Among a broad spectrum of AM technologies, electron beam melting (EBM) is widely applied in AM process for producing titanium alloy parts. In general, AMed metal products have very rough surface of more than 200μmRz, since relatively large beads are arranged on their surface by scanning electron beam. Moreover, surface irregularities such as spatter and cavity are also generated on the surface. Rough surface and surface irregularities would lead to reduction in surface strength and poor appearance. Therefore, post surface finishing processes are required to smooth the surface of AMed metal products. One of the common surface smoothing processes is abrasive blasting. Large surface roughness can be decreased by abrasive blasting, and compressive residual stress can be introduced to the surface. However, there is a limitation to reduction of surface roughness. On the other hand, in large-area electron beam (large-area EB, LEB) irradiation method developed recently, mold steel surface can be finished by melting it in a few minutes.
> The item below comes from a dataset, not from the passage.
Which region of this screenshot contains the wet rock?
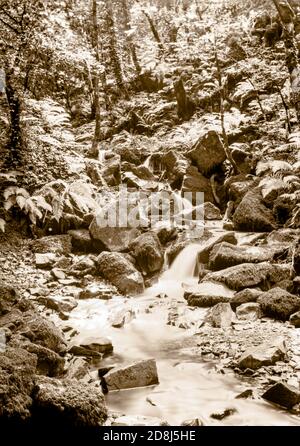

However, it is not easy to smooth surface with large initial surface roughness, and a tensile residual stress may be generated on the surface. In this paper, surface smoothing of AMed titanium alloy by combination of abrasive blasting and large-area EB irradiation was proposed. At first, the AMed titanium alloy surface was blasted to reduce the initial large surface roughness to some extent and change the surface topography. Then, large-area EB was irradiated to the blasted surface. It is made clear that surface roughness significantly decreases when large-area EB is irradiated to the blasted surface with small mean width. Moreover, tensile residual stress generated in large-area EB irradiation can be reduced by abrasive blasting. Therefore, combination of abrasive blasting and large-area EB irradiation is effective for efficient reduction of large surface roughness of AMed titanium alloy.